Your obsessions get your known throughout the school for being strange / Making life-size models of the Velvet Underground in clay
Expectations
On retrouve donc ce mélange inouï de candeur et d’audace qui permet de faire décoller à la verticale des mélodies lumineuses. On retrouve ces instrumentations de haut vol au service de ces textes doux-amers, dans lesquels s’entrechoquent les rêves et les douleurs de l’entrée dans l’âge adulte. On retrouve la voix douce de Stuart Murdoch qui semble se faire le confident de nos propres états d’âmes. On retrouve surtout ce formidable éclat, ces chansons qui diffusent leur clarté comme le soleil à travers les frondaisons d’une forêt de printemps et qui nourrissent nos rêveries de leur regard toujours décalé, privilégiant le pas de côté aux chemins balisés. Et si Tigermilk porte en lui les germes de ce que le groupe produira ensuite de meilleur, il ne constitue en rien une simple ébauche mais bien un disque déjà abouti, offrant à l’auditeur une collection de compositions de haute volée qui feraient la fierté de milliers d’apprentis songwriters.

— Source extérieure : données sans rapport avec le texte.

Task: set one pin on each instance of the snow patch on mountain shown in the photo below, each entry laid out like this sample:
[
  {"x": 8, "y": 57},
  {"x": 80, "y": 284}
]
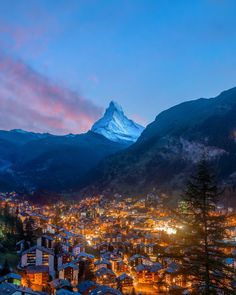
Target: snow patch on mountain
[{"x": 115, "y": 126}]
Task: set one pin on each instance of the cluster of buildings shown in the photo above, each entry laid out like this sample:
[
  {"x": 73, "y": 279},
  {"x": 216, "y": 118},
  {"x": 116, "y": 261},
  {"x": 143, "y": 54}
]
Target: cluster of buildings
[{"x": 96, "y": 246}]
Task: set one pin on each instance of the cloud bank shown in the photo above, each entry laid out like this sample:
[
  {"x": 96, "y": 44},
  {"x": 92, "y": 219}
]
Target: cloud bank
[{"x": 31, "y": 101}]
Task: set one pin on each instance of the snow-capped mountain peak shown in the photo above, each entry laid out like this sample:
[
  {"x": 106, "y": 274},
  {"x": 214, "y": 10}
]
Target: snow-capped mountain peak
[{"x": 115, "y": 126}]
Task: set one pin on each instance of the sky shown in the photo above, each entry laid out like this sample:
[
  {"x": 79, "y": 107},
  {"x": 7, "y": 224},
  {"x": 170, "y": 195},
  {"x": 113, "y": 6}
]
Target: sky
[{"x": 63, "y": 61}]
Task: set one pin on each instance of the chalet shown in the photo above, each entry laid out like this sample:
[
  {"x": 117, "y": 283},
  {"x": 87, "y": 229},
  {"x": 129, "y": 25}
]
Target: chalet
[
  {"x": 70, "y": 272},
  {"x": 105, "y": 276},
  {"x": 38, "y": 256},
  {"x": 38, "y": 276},
  {"x": 102, "y": 263},
  {"x": 12, "y": 278},
  {"x": 86, "y": 286},
  {"x": 125, "y": 281},
  {"x": 104, "y": 290}
]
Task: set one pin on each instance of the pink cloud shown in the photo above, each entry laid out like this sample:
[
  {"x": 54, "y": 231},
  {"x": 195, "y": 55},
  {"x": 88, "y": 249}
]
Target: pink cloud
[{"x": 31, "y": 101}]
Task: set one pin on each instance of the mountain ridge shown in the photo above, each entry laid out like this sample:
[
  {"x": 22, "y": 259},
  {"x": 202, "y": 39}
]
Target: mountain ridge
[
  {"x": 115, "y": 126},
  {"x": 168, "y": 149}
]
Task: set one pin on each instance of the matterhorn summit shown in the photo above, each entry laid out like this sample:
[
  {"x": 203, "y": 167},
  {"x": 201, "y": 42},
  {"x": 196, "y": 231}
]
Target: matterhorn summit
[{"x": 115, "y": 126}]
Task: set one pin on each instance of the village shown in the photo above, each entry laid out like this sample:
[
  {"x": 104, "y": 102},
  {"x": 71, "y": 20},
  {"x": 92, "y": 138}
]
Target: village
[{"x": 98, "y": 246}]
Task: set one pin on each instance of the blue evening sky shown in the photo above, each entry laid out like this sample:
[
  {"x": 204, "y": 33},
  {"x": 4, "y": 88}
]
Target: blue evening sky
[{"x": 147, "y": 55}]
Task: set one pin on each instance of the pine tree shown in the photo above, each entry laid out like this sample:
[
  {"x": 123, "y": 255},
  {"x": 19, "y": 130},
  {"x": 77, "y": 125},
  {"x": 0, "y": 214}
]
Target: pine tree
[
  {"x": 200, "y": 246},
  {"x": 5, "y": 269}
]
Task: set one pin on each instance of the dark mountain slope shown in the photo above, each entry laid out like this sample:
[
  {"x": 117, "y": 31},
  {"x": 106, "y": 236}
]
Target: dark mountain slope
[{"x": 52, "y": 162}]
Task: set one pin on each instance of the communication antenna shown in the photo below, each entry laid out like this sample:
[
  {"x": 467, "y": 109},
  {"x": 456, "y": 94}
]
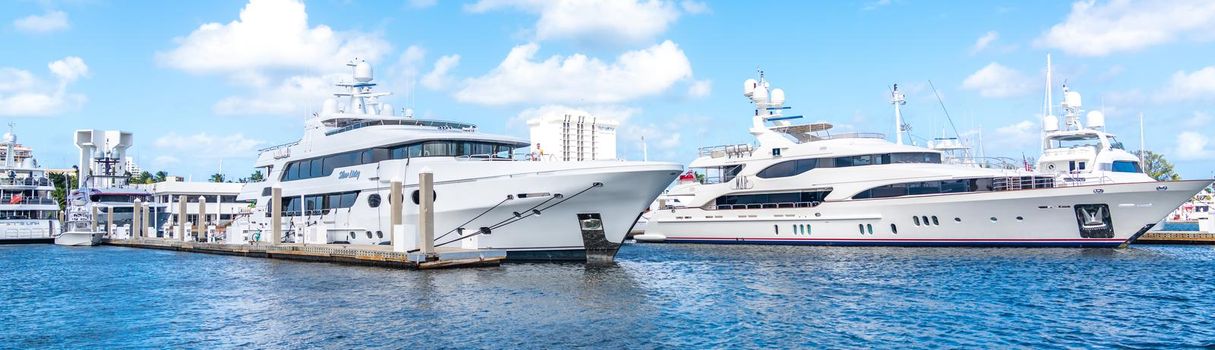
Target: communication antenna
[{"x": 898, "y": 100}]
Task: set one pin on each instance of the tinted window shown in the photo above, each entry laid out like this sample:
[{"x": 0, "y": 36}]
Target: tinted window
[{"x": 787, "y": 168}]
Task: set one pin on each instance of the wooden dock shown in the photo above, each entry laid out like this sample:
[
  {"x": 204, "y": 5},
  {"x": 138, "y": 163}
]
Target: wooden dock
[
  {"x": 1176, "y": 237},
  {"x": 366, "y": 255}
]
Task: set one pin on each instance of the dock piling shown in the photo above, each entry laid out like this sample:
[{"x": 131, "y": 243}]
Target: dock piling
[
  {"x": 136, "y": 224},
  {"x": 395, "y": 208},
  {"x": 181, "y": 216},
  {"x": 202, "y": 219},
  {"x": 276, "y": 215}
]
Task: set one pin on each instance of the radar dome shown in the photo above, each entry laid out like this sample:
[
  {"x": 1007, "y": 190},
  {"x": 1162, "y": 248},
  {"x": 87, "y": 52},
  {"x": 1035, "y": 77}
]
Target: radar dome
[
  {"x": 759, "y": 95},
  {"x": 1096, "y": 119},
  {"x": 1050, "y": 123},
  {"x": 749, "y": 86},
  {"x": 778, "y": 96},
  {"x": 1072, "y": 100},
  {"x": 329, "y": 107},
  {"x": 363, "y": 72}
]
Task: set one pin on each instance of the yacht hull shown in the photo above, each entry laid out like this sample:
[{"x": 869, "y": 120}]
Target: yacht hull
[
  {"x": 1102, "y": 215},
  {"x": 78, "y": 238},
  {"x": 564, "y": 199}
]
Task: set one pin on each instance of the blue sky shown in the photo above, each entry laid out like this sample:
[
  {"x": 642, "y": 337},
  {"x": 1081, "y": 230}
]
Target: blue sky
[{"x": 207, "y": 83}]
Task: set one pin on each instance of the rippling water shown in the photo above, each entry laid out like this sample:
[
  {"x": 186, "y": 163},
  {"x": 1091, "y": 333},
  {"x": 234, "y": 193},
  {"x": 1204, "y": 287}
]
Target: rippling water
[{"x": 657, "y": 295}]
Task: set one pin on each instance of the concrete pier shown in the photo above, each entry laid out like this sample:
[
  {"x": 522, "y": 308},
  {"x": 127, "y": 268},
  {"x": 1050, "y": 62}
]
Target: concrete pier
[
  {"x": 1176, "y": 237},
  {"x": 366, "y": 255}
]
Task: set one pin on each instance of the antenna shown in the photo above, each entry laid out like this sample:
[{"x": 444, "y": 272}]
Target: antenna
[{"x": 943, "y": 108}]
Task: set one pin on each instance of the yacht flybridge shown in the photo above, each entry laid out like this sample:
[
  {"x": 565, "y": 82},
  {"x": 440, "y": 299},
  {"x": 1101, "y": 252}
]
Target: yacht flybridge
[
  {"x": 335, "y": 185},
  {"x": 1083, "y": 154},
  {"x": 802, "y": 185}
]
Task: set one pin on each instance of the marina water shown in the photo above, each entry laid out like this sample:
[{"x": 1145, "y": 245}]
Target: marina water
[{"x": 656, "y": 295}]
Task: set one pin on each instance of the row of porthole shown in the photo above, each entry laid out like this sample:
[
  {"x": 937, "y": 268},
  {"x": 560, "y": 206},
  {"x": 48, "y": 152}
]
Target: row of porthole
[
  {"x": 925, "y": 221},
  {"x": 802, "y": 229},
  {"x": 378, "y": 235}
]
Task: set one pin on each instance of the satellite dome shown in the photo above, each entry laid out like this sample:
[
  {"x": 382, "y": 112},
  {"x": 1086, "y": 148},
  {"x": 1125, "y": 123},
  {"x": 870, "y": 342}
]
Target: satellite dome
[
  {"x": 1050, "y": 123},
  {"x": 363, "y": 72},
  {"x": 759, "y": 95},
  {"x": 329, "y": 107},
  {"x": 778, "y": 96}
]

Six months on, the winter’s gone / The disenchanted pony / Left the town with the circus boy / The circus boy got lonely
My wandering days are over
Entre un fulgurant The state I am in introductif (sur lequel on retrouve les claviers qui feront la force ultérieure de Lazy-line painter Jane, l’un des meilleurs titres du groupe) à la beauté consolatrice de Mary Jo, qui évoquerait quelque chose comme un Nick Drake pubère, le disque aligne son lot de petits trésors. Les teintes jazzy de Expectations volètent comme une nuée de papillons devant nos yeux et She’s losing it nous emmène dans une farandole aérienne. On célèbrera aussi la magnificence de la ballade We rule the school ou ce My wandering days are over gracile, qui enfle et s’amplifie pour faire souffler sur nos têtes comme une brise réparatrice. Et si quelques titres paraissent encore un peu verts pour atteindre aux hauteurs foulées par son inépuisable successeur, ce Tigermilk se boira à grandes gorgées rafraîchissantes.

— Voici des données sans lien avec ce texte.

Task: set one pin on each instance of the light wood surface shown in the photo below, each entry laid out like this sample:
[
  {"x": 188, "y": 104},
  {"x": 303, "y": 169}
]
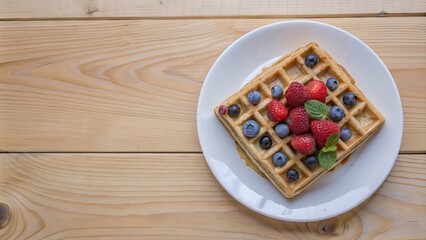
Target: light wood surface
[
  {"x": 24, "y": 9},
  {"x": 118, "y": 196},
  {"x": 104, "y": 77},
  {"x": 101, "y": 86}
]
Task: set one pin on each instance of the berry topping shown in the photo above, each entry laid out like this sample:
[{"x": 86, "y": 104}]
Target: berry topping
[
  {"x": 234, "y": 111},
  {"x": 277, "y": 111},
  {"x": 311, "y": 60},
  {"x": 223, "y": 110},
  {"x": 279, "y": 159},
  {"x": 251, "y": 128},
  {"x": 316, "y": 90},
  {"x": 276, "y": 91},
  {"x": 336, "y": 113},
  {"x": 311, "y": 161},
  {"x": 293, "y": 175},
  {"x": 298, "y": 120},
  {"x": 332, "y": 84},
  {"x": 282, "y": 130},
  {"x": 265, "y": 142},
  {"x": 253, "y": 97},
  {"x": 305, "y": 143},
  {"x": 322, "y": 129},
  {"x": 296, "y": 94},
  {"x": 345, "y": 133},
  {"x": 350, "y": 99}
]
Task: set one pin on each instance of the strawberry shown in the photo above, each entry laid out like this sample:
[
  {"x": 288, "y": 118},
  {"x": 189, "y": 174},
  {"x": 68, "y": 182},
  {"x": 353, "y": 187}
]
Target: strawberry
[
  {"x": 277, "y": 111},
  {"x": 296, "y": 94},
  {"x": 305, "y": 143},
  {"x": 322, "y": 129},
  {"x": 298, "y": 120},
  {"x": 316, "y": 90}
]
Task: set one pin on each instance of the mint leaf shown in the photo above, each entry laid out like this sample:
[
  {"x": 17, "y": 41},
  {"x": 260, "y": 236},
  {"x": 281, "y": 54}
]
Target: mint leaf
[
  {"x": 332, "y": 140},
  {"x": 316, "y": 109},
  {"x": 327, "y": 159},
  {"x": 329, "y": 149}
]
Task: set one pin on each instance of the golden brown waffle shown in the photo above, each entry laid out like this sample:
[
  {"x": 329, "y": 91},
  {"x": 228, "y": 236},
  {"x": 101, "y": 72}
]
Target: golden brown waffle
[{"x": 362, "y": 119}]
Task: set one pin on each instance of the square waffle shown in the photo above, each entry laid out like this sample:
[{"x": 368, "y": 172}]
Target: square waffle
[{"x": 362, "y": 119}]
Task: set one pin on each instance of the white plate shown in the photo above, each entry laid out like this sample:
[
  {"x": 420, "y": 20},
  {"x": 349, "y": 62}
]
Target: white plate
[{"x": 336, "y": 192}]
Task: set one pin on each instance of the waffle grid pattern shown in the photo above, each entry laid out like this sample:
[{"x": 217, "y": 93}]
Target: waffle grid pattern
[{"x": 362, "y": 119}]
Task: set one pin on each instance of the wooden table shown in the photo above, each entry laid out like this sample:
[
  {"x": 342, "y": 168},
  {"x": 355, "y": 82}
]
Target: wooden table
[{"x": 98, "y": 109}]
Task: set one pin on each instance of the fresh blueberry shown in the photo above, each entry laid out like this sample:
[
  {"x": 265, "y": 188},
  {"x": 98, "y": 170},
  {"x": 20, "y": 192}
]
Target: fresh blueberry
[
  {"x": 311, "y": 60},
  {"x": 345, "y": 133},
  {"x": 282, "y": 130},
  {"x": 279, "y": 159},
  {"x": 234, "y": 110},
  {"x": 311, "y": 161},
  {"x": 277, "y": 91},
  {"x": 254, "y": 97},
  {"x": 292, "y": 175},
  {"x": 223, "y": 110},
  {"x": 251, "y": 128},
  {"x": 265, "y": 142},
  {"x": 332, "y": 84},
  {"x": 336, "y": 113},
  {"x": 350, "y": 99}
]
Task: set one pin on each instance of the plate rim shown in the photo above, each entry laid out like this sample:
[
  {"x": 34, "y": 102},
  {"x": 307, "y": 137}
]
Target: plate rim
[{"x": 282, "y": 217}]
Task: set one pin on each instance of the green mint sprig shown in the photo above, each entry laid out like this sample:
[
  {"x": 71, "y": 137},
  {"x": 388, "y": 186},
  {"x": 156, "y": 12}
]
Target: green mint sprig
[
  {"x": 317, "y": 109},
  {"x": 328, "y": 154}
]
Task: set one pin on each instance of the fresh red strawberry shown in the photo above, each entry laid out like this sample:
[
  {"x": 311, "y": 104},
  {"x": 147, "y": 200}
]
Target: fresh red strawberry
[
  {"x": 322, "y": 129},
  {"x": 305, "y": 143},
  {"x": 296, "y": 94},
  {"x": 316, "y": 90},
  {"x": 277, "y": 111},
  {"x": 298, "y": 120}
]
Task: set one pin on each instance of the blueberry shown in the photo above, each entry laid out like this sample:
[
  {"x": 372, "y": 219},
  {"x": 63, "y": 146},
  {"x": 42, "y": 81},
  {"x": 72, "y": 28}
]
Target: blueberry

Mary Jo, you’re looking thin / You’re reading a book / “The state I am in” / But oh, it doesn’t help at all
Mary Jo
Après If you’re feeling sinister, Belle and Sebastian cessera de fréquenter les étoiles de façon aussi assidue que pendant cette époque bénie, ces années 1996 et 1997 qui virent le combo écossais transformer en or presque tout ce qu’il touchait. Le groupe a pourtant choisi de poursuivre sa route, loin de l’attention fiévreuse qu’il suscitait alors. Parfois, Murdoch croise encore la grâce qui vient lui souffler quelques airs à l’oreille.